For May 2017, Andrea has picked "A Monster Calls: Inspired by an idea from Siobhan Dowd" by Patrick Ness.
DID YOU KNOW?
A Monster Calls was made into a movie:
a 2016 dark fantasy drama film directed by J. A. Bayona and written by Patrick Ness, based on his novel of the same name. The film stars Sigourney Weaver, Felicity Jones, Toby Kebbell, Lewis MacDougall, and Liam Neeson, and tells the story of Conor (MacDougal), a child whose mother (Jones) is terminally ill; one night, he is visited by a giant tree-like monster (Neeson), who states that he will come back and tell him three stories.
ABOUT THE BOOK
A #1 New York Times bestseller
An unflinching, darkly
funny, and deeply moving story of a boy, his seriously ill mother,
and an unexpected monstrous visitor.
At seven minutes past
midnight, thirteen-year-old Conor wakes to find a monster outside his
bedroom window. But it isn't the monster Conor's been expecting-- he's
been expecting the one from his nightmare, the nightmare he's had nearly
every night since his mother started her treatments. The monster in his
backyard is different. It's ancient. And wild. And it wants something
from Conor. Something terrible and dangerous. It wants the truth. From
the final idea of award-winning author Siobhan Dowd-- whose premature
death from cancer prevented her from writing it herself-- Patrick Ness
has spun a haunting and darkly funny novel of mischief, loss, and
monsters both real and imagined.
ABOUT THE AUTHOR
As a child
I was born on an army base called Fort Belvoir, near
Alexandria, Virginia, in the United States. My father was a drill
sergeant in the US Army, but much nicer than that makes him seem. I only
stayed at Fort Belvoir for the first four months of my life and have
never even been back to the East Coast of America. We moved to Hawaii,
where I lived until I was almost six. I went to kindergarten there, and
we used to have field trips down to Waikiki Beach. I once picked up a
living sea urchin and got about a hundred needle pricks in the palm of
my hand. I made up stories all the time as a kid, though I was usually
too embarrassed to show them to anybody.
As an adult
I've only
ever really wanted to be a writer. I studied English Literature at the
University of Southern California, and when I graduated, I got a job as a
corporate writer at a cable company in Los Angeles, writing manuals and
speeches and once even an advertisement for the Gilroy, California
Garlic Festival. I got my first story published in Genre magazine in
1997 and was working on my first novel, The Crash of Hennington, when I
moved to London in 1999. I've lived here ever since. I taught Creative
Writing at Oxford University for three years, usually to students older
than I was.
As an artist
So far, I've published two books for
adults, a novel called The Crash of Hennington and a short story
collection called Topics About Which I Know Nothing, a title which
seemed funny at the time but less so 10,000 mentions later... Here's a
helpful hint if you want to be a writer: When I'm working on a first
draft, all I write is 1000 words a day, which isn't that much (I started
out with 300, then moved up to 500, now I can do 1000 easy). And if I
write my 1000 words, I'm done for the day, even if it only took an hour
(it usually takes more, of course, but not always). Novels are anywhere
from 60,000 words on up, so it's possible that just sixty days later you
might have a whole first draft. The Knife of Never Letting Go is
112,900 words and took about seven months to get a good first draft.

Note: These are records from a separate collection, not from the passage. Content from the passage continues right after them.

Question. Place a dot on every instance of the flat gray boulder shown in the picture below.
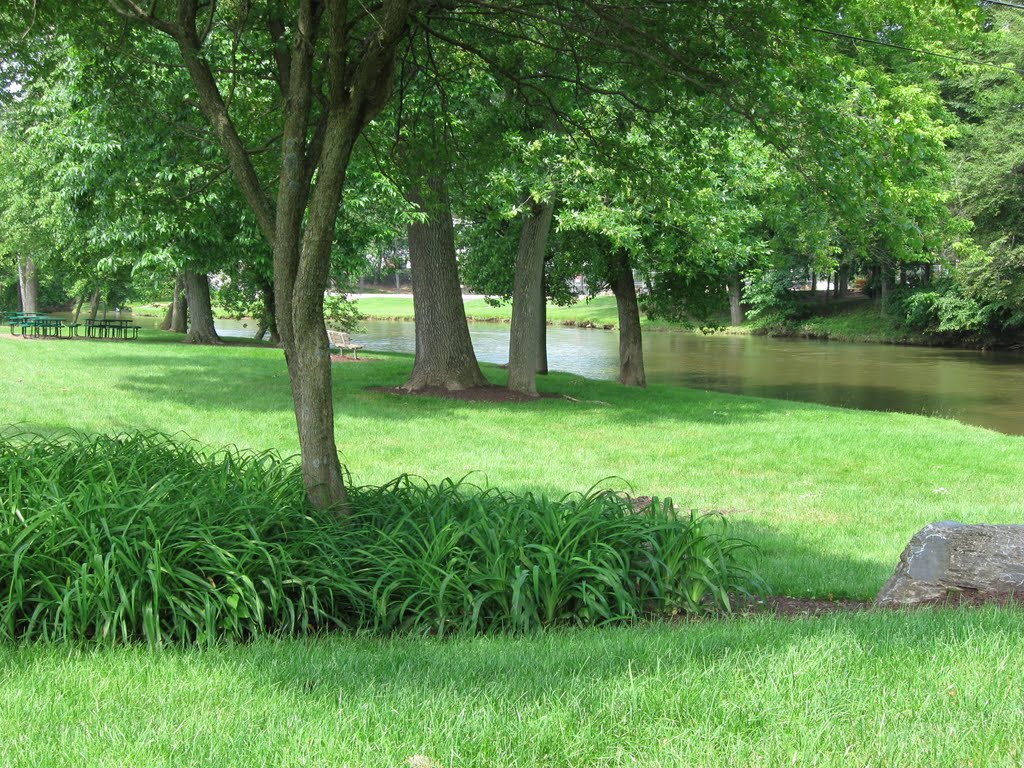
(948, 561)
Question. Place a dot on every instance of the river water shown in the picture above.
(975, 387)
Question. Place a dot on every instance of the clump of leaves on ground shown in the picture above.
(143, 538)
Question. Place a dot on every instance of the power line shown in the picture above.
(923, 51)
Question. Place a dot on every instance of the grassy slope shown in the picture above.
(600, 311)
(920, 689)
(859, 322)
(832, 495)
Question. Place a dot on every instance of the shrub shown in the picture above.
(142, 538)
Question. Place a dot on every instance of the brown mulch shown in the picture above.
(474, 394)
(779, 605)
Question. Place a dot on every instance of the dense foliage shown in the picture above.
(141, 538)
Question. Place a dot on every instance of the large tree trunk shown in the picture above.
(267, 322)
(523, 352)
(176, 318)
(353, 82)
(444, 355)
(201, 330)
(78, 308)
(843, 281)
(542, 327)
(28, 279)
(886, 276)
(631, 371)
(94, 303)
(735, 287)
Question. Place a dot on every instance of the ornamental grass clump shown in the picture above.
(141, 538)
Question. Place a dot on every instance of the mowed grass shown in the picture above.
(832, 497)
(927, 688)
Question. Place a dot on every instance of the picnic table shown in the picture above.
(116, 328)
(340, 340)
(37, 324)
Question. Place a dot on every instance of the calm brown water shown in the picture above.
(981, 388)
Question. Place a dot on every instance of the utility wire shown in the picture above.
(884, 44)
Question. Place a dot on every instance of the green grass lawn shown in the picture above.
(600, 311)
(830, 496)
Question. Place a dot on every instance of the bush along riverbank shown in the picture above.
(138, 538)
(912, 316)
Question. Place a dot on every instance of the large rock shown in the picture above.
(946, 560)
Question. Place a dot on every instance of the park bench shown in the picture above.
(341, 342)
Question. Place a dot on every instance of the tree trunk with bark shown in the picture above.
(735, 287)
(886, 278)
(176, 318)
(94, 303)
(78, 308)
(524, 334)
(444, 355)
(312, 52)
(843, 281)
(542, 327)
(631, 370)
(28, 280)
(201, 330)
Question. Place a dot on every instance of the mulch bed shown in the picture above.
(474, 394)
(805, 606)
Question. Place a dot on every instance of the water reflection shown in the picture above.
(982, 388)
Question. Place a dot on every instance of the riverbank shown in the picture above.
(930, 687)
(858, 321)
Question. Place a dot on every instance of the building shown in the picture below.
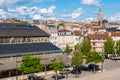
(65, 37)
(78, 37)
(17, 40)
(97, 41)
(115, 35)
(100, 16)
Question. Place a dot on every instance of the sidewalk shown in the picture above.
(107, 75)
(42, 74)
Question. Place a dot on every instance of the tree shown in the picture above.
(31, 64)
(85, 46)
(23, 22)
(67, 49)
(117, 47)
(57, 64)
(109, 46)
(77, 58)
(94, 57)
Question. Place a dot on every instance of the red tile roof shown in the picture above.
(98, 35)
(114, 23)
(115, 33)
(77, 33)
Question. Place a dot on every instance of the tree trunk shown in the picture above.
(94, 69)
(101, 66)
(77, 72)
(56, 76)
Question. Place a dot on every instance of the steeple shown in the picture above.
(100, 16)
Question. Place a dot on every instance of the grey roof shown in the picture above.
(113, 29)
(49, 25)
(21, 30)
(64, 31)
(19, 49)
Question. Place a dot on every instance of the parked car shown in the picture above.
(91, 67)
(34, 77)
(83, 68)
(74, 71)
(65, 71)
(58, 77)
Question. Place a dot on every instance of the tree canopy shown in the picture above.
(31, 64)
(57, 63)
(67, 49)
(109, 46)
(94, 57)
(117, 47)
(85, 46)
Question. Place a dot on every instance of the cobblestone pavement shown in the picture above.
(111, 67)
(111, 72)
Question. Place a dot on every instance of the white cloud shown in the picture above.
(38, 17)
(91, 2)
(115, 17)
(89, 19)
(74, 15)
(28, 12)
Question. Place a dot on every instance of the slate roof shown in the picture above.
(13, 49)
(115, 34)
(21, 30)
(98, 36)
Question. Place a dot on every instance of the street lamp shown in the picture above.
(45, 69)
(16, 69)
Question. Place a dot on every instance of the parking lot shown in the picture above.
(109, 67)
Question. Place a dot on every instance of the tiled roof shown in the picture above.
(21, 30)
(114, 23)
(77, 33)
(98, 36)
(115, 34)
(13, 49)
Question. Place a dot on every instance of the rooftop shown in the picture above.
(16, 49)
(21, 30)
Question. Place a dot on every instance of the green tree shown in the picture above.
(67, 49)
(109, 46)
(94, 57)
(31, 64)
(57, 64)
(77, 58)
(117, 47)
(85, 46)
(23, 22)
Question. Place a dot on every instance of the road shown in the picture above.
(112, 72)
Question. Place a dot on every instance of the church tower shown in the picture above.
(100, 16)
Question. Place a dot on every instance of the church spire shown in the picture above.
(100, 16)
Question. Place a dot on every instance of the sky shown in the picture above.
(66, 10)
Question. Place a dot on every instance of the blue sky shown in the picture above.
(68, 10)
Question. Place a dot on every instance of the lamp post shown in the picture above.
(45, 69)
(16, 69)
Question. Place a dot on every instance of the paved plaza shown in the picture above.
(111, 72)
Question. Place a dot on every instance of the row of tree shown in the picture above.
(110, 46)
(82, 52)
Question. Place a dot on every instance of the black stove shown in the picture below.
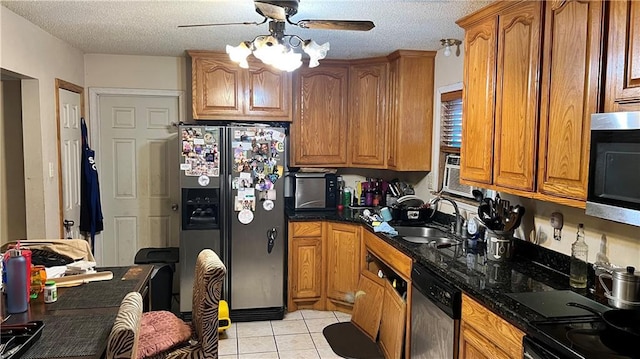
(584, 338)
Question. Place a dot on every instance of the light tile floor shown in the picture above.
(297, 336)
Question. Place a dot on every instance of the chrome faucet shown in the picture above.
(439, 198)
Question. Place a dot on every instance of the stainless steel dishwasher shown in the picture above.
(435, 316)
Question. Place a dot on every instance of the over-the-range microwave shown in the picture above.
(614, 167)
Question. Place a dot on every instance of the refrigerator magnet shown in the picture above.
(245, 216)
(267, 205)
(203, 180)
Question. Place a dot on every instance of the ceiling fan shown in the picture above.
(282, 11)
(276, 49)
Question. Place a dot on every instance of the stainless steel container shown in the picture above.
(625, 288)
(499, 245)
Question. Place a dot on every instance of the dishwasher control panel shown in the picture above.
(447, 297)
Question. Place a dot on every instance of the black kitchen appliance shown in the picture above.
(579, 338)
(569, 332)
(614, 167)
(435, 315)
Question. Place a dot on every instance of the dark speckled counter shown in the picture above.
(467, 268)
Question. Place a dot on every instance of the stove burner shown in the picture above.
(589, 338)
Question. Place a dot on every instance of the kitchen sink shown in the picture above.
(420, 232)
(426, 235)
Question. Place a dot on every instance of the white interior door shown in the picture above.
(138, 175)
(70, 152)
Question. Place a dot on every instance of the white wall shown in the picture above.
(13, 223)
(622, 241)
(27, 50)
(140, 72)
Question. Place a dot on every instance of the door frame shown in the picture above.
(64, 85)
(94, 127)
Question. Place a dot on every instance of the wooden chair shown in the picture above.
(207, 287)
(123, 339)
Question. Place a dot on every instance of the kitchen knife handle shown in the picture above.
(271, 239)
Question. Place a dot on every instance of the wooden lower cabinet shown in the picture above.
(324, 265)
(343, 264)
(395, 333)
(305, 266)
(483, 334)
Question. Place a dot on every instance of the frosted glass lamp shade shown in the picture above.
(316, 52)
(238, 54)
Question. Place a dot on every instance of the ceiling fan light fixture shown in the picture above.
(238, 54)
(289, 61)
(316, 52)
(447, 43)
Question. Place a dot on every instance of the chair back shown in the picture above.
(207, 288)
(123, 339)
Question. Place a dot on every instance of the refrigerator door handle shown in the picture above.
(271, 239)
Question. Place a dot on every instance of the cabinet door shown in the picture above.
(623, 57)
(268, 93)
(392, 323)
(306, 271)
(306, 267)
(516, 126)
(410, 110)
(319, 132)
(570, 88)
(218, 87)
(473, 345)
(343, 261)
(367, 117)
(476, 152)
(393, 116)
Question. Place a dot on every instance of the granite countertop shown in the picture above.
(467, 267)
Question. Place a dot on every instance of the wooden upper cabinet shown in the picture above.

Lots of rewrites followed. That's the fun part, where the book really
starts to come together just exactly how you see it, the part where you
feel like a real writer.
Things you didn't know about Patrick Ness
1. I have a tattoo of a rhinoceros.
2. I have run two marathons.
3. I am a certified scuba diver.
4. I wrote a radio comedy about vampires.
5. I have never been to New York City but...
6. I have been to Sydney, Auckland and Tokyo.
7. I was accepted into film school but turned it down to study writing.
8.
I was a goth as a teenager (well, as much of a goth as you could be in
Tacoma, Washington and still have to go to church every Sunday).
9. I am no longer a goth.
10. Under no circumstances will I eat onions.
*******
Patrick
Ness is the author of the Chaos Walking trilogy. The Knife of Never
Letting Go, Book One of the trilogy, won the Guardian Children's Fiction
Prize and the Booktrust Teenage Prize. The Ask and The Answer, the
second book in the trilogy won the Costa Children's Book Award 2009. The
third book, Monsters of Men, was released in September 2010.
He
has also written a novel (The Crash of Hennington) and a short story
collection (Topics About Which I Know Nothing) for adults, has taught
Creative Writing at Oxford University, and is a literary critic for the
Guardian. Born in Virginia, he lives in London.